Miss England contestant, Melisa Raouf, recently made history by competing in the pageant without wearing makeup. In a world where unrealistic beauty standards prevail, Raouf’s decision has sparked a global movement encouraging women to embrace their natural beauty. At just 20 years old, she became the first contestant in the pageant’s 94-year history to go makeup-free, challenging the narrow definition of beauty imposed by society.
Raouf revealed that she used to spend three hours perfecting her cosmetics, feeling pressured to conform to society’s expectations. However, after years of feeling insecure, she decided to take a stand against these unrealistic beauty standards. In an interview, she expressed her belief that women should not be scrutinized for not conforming to these standards.
“I wanted to take that bare-face round to the next level and challenge these unrealistic beauty standards,” Raouf said boldly.
Skin-positive activists have been critical of the beauty industry for using manipulated photographs to advertise their products and perpetuating insecurities among women. Raouf herself, a student studying political science at King’s College London, aims to inspire women who, like her, have felt unqualified in society’s eyes.

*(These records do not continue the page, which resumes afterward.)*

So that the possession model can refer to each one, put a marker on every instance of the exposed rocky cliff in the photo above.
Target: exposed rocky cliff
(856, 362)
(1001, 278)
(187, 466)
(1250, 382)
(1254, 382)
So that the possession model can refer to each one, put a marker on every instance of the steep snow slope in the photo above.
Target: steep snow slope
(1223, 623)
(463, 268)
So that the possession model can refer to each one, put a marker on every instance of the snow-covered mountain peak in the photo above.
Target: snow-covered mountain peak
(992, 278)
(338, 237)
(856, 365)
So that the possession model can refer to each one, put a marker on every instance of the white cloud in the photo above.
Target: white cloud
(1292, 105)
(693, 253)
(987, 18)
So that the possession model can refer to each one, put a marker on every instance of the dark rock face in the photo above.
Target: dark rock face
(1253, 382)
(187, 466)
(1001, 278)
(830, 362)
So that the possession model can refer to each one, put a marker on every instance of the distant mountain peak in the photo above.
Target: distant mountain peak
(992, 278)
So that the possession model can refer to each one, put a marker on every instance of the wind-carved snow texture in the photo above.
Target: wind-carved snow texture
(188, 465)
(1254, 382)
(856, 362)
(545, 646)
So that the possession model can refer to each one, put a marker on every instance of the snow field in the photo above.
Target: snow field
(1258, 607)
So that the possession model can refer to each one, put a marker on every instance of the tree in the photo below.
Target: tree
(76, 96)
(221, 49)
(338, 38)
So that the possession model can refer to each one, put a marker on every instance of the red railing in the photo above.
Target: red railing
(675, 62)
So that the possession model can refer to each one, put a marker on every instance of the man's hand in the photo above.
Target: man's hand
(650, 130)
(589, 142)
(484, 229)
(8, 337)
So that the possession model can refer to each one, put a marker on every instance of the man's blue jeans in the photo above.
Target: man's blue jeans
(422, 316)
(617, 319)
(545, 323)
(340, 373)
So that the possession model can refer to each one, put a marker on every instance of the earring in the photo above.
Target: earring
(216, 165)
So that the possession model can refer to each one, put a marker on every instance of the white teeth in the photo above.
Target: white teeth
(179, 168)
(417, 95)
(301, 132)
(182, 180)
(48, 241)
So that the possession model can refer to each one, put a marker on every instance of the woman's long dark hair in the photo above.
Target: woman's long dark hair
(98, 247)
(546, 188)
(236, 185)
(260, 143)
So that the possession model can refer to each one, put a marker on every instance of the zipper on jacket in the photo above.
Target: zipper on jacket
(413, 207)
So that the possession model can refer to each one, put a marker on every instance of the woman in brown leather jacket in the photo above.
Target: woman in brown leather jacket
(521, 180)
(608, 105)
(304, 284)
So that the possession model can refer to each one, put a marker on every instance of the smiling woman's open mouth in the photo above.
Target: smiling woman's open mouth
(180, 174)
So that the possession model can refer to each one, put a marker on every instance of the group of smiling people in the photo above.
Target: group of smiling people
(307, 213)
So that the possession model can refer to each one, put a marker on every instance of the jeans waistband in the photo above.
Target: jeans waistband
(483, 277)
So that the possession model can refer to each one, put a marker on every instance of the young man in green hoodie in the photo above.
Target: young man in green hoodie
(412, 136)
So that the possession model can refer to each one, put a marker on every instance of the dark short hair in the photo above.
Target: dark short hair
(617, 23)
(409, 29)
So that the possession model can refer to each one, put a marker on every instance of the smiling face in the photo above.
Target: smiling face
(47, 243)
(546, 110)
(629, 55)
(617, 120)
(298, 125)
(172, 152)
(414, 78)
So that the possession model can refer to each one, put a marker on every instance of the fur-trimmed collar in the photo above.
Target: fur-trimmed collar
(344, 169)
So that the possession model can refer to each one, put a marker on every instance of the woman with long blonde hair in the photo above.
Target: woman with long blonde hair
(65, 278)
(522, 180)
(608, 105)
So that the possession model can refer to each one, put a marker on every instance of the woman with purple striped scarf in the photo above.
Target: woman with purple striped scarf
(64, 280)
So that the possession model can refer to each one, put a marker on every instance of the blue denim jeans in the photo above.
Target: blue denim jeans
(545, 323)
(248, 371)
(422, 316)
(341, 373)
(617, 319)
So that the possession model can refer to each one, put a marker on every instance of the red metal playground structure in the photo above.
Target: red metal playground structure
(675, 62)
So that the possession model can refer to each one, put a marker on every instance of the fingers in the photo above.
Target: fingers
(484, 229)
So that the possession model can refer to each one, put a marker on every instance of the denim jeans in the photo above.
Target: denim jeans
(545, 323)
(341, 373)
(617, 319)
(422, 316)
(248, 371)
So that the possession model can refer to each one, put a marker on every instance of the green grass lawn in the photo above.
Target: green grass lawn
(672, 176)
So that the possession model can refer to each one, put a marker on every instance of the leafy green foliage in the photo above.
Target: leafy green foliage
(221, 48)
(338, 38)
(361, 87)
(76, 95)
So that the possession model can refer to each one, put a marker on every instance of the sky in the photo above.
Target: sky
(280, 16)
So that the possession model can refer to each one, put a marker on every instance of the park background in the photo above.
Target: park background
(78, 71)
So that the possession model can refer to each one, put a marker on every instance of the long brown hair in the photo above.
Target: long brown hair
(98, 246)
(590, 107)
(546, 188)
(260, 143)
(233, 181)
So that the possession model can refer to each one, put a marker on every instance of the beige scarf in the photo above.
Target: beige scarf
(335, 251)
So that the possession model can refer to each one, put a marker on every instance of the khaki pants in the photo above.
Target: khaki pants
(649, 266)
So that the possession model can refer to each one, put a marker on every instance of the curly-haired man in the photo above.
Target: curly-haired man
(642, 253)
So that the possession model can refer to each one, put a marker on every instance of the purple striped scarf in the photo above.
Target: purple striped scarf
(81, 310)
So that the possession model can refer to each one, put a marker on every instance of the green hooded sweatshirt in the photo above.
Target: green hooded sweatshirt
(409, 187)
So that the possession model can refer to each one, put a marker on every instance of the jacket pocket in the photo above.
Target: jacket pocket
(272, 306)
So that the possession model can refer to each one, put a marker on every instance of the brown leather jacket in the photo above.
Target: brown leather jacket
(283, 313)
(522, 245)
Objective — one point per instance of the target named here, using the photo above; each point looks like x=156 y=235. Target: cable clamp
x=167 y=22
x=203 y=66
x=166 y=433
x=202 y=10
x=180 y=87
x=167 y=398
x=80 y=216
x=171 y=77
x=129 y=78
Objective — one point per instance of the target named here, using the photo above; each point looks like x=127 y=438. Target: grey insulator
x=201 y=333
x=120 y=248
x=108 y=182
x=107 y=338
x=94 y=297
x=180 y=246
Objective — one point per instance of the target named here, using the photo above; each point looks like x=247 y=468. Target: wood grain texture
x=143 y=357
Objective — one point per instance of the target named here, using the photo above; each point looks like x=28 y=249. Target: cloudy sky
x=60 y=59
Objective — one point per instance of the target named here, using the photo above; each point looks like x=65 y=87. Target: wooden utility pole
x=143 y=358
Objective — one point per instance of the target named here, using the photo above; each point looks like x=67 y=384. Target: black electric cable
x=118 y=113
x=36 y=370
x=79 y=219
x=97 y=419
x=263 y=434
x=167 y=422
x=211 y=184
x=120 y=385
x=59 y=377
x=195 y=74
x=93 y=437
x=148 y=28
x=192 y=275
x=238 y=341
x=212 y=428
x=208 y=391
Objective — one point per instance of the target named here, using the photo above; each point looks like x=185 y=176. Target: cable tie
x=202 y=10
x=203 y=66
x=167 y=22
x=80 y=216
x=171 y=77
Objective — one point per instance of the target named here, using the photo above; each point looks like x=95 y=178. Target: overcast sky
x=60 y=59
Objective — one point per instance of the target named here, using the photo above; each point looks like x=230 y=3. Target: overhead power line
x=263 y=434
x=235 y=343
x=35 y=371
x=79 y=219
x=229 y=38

The Miss England finals, held in Birmingham, took place over the weekend. Contestants from all over the country competed for the prestigious crown. Raouf earned her spot in the competition by winning the optional Miss London Bare Face Top Model competition earlier this year. This competition, introduced in 2019, requires contestants to share a photo of themselves without makeup on their social media accounts.
Before the finals, Raouf participated in a 10-kilometer race and litter cleanup in London to raise money for Beauty with a Purpose, a charity affiliated with Miss World. This charity provides food, water, and education to those in need. Inspired by her journey, Raouf also created the #barefacetrendmovement, which has allowed her to connect with a group of women interested in promoting skin positivity.
Elle Seline, who made history last year by competing in the Ms. Great Britain competition without using cosmetics, praised Raouf for her bold decision. Seline, a champion of women’s empowerment, believes that Raouf’s actions mark a revolution in the perception of beauty. She foresees society experiencing a significant transformation in the way beauty is perceived.
Although Jessica Gagen, an aerospace engineering student, won the Miss England crown on Monday night, Raouf’s message remained powerful in her final speech. She emphasized the need for change and acceptance of women as they are, regardless of age or background.
The movement for genuine skin love has been steadily growing, surprising even real-skin influencers who were initially concerned about negative feedback. Mariia Bilenka, a marketing professional for a face-care app, shared her personal skin story on social media in 2018 to break the taboo surrounding skin disorders.
The hashtags #bareface and #skinpositivity, now popular on Instagram, demonstrate the expansion of this movement. People are embracing unedited, unfiltered images and celebrating their natural beauty.
Raouf’s journey has taught her that self-love and acceptance are far more significant than wearing makeup or using filters. That inner confidence radiates and shines through, surpassing any external enhancements.